Known locally as “Perro Sin Pelo de Perú” (Dog Without Hair of Peru), the Peruvian Hairless Dog is a country’s native species.
Just as there are many theories about the settlement of America, there are many other hypotheses about the appearance of the hairless dog in Peru. Some historians say that they accompanied the man when he passed through the Behring Strait and others say that it was introduced in later times by Chinese settlers who arrived at the time of President Ramón Castilla (half of the 19th century).
There is however evidence of the presence of hairless dogs since there is culture in Peru. Images on ancient pottery found in Peru suggests cultures as old as Chavin (800 BC), Moche (600 AD), Wari (700 AD), Vicus (300 AD), Chimu (1100 AD), Chancay (1100 AD) and Inca (1450 AD) lived with hairless dogs in their company. Whereas the motifs involving hairless dogs show the animals in everyday situations, including giving birth to puppies and the puppies suckling, it is believed the dogs were mostly considered as pets.
As part of its history it is worth mentioning that in pre-Hispanic times there was a custom of eating dogs in ceremonial acts, in replacement of human flesh, especially in the Huanca culture (central highlands) and it is believed that these dogs were the favorites for the feasts, according to the chroniclers.
In the time of the Incas, the flesh of these dogs was valued for its effects to calm the stomach ache, to warm the feet and to perform magical rituals.
On June 12, 1985 the International Cynological Federation, a Thuin, Belgium based organization which is responsible for the registration or acceptance of new breeds of dogs, recognized and recorded the Hairless Dog of Peru as a breed with the number 310, classifying it in Group V, Spitz type, which are athletic and agile dogs ideal for racing, as well as in section 6, where Primitive type dogs are located. This means that they are pure breeds, ie they do not arise from the mixtures of other breeds like the buldog or poodle, but nature made them as they are, not having varied their morphological characteristics in thousands of years.
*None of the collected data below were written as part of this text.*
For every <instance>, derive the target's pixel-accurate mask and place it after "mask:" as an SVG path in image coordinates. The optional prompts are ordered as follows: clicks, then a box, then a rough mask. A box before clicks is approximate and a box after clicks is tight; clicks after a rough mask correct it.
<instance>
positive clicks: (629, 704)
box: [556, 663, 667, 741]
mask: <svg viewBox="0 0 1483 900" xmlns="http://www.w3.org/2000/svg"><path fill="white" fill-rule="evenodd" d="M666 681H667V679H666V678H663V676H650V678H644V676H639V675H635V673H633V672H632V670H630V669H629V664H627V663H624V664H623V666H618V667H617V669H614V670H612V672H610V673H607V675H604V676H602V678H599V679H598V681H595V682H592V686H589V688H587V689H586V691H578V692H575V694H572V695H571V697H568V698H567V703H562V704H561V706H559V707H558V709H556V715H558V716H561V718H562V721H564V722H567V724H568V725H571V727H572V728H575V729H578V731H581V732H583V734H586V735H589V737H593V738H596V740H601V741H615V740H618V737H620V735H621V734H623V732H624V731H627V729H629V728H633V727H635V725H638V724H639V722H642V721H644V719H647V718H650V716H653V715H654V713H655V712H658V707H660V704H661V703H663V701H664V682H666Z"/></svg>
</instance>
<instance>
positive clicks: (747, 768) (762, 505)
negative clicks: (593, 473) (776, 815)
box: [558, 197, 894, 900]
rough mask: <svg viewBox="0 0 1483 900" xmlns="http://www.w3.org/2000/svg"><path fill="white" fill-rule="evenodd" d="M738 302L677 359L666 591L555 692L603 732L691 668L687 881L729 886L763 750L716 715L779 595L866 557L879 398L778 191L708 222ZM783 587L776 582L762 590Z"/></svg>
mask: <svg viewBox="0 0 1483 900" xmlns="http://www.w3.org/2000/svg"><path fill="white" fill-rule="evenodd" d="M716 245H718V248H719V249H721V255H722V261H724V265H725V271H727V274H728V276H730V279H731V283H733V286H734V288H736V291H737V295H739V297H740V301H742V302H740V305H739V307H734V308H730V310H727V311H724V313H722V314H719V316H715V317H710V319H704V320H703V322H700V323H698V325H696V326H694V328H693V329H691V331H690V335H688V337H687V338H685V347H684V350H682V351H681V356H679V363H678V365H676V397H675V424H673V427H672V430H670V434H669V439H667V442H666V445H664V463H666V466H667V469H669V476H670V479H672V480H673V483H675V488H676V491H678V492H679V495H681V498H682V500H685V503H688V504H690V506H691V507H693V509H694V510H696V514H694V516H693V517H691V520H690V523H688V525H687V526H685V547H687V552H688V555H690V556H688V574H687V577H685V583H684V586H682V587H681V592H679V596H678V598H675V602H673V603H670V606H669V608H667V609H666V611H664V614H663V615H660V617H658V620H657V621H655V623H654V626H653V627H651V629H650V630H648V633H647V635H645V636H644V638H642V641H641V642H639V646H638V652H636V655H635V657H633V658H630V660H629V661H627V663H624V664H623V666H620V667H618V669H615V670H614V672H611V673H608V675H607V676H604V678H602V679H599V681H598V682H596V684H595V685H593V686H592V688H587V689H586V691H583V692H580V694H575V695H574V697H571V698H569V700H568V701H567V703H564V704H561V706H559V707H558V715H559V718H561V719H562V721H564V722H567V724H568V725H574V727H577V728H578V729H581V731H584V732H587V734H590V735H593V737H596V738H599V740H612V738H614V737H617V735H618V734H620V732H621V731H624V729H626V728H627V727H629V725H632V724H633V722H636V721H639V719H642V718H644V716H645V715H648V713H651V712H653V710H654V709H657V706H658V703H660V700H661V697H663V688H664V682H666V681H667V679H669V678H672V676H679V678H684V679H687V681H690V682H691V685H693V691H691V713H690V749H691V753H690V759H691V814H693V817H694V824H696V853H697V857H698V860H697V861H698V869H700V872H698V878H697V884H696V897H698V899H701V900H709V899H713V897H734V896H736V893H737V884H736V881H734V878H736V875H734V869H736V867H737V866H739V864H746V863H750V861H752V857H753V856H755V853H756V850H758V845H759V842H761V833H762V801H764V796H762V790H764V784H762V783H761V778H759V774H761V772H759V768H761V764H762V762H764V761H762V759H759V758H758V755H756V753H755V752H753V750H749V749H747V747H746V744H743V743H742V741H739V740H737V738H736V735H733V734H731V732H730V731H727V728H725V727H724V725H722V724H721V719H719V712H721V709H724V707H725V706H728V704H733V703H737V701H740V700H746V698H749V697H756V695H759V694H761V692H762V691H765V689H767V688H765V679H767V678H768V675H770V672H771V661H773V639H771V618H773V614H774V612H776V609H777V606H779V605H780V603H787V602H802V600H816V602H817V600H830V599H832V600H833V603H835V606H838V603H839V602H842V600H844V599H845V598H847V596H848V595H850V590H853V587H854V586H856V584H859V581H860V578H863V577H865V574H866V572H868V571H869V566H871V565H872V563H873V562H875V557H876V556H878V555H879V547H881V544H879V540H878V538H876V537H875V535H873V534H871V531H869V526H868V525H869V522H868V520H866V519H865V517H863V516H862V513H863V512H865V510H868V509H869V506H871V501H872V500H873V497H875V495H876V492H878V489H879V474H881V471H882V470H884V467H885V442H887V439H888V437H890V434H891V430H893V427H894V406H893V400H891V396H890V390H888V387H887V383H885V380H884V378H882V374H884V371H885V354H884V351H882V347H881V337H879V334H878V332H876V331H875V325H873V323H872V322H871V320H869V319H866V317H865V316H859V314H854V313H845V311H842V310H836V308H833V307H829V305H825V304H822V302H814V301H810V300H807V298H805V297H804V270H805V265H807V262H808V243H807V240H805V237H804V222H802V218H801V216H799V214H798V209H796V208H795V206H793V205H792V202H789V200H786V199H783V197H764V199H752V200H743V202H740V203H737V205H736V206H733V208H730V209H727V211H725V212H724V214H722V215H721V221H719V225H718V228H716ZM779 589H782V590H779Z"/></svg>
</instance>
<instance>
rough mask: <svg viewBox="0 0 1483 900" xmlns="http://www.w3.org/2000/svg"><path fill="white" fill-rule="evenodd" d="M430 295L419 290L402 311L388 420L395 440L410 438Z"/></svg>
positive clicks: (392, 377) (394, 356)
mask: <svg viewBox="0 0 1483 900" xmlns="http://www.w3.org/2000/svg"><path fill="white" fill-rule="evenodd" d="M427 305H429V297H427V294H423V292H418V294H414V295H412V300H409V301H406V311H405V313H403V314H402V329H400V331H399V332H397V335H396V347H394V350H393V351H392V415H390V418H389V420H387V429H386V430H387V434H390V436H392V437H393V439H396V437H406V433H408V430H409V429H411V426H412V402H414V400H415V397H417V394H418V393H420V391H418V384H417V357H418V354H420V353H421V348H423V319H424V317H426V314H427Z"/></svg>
The Peruvian Hairless Dog was officially recognized as National Heritage of Peru by the Congress of the Republic on October 22, 2001 and is recognized as a race originating in Peru, through decree law No. 27537. It is also known as El Viringo Peruano, Calato Dog, Chimú Dog, Peruvian Inca Orchid, or Viringo.
Due to the lack of hair, this breed keeps his body warmer to protect himself from the environment, which has been the basis for attributing medicinal properties to the dog – for example to relieve rheumatism.
Because the Peruvian Hairless Dog has no hair, it is also said to be suitable for people with allergies, bronchial problems and asthma. The lack of hair also means it has no fleas nor ticks, since these have nowhere to nest.
My first encounter with the Peruvian Hairless Dog was in Aguas Calientes, where locals appear to have them on display for all visiting tourists to see. I have come across a number of them during my subsequent travels through Peru and have often seen them dressed up in dog suits in order to protect their skin from sunburn. They have always been peaceful and friendly. I think they’d make for a great companion for a person looking for a non-aggressive companion to their home.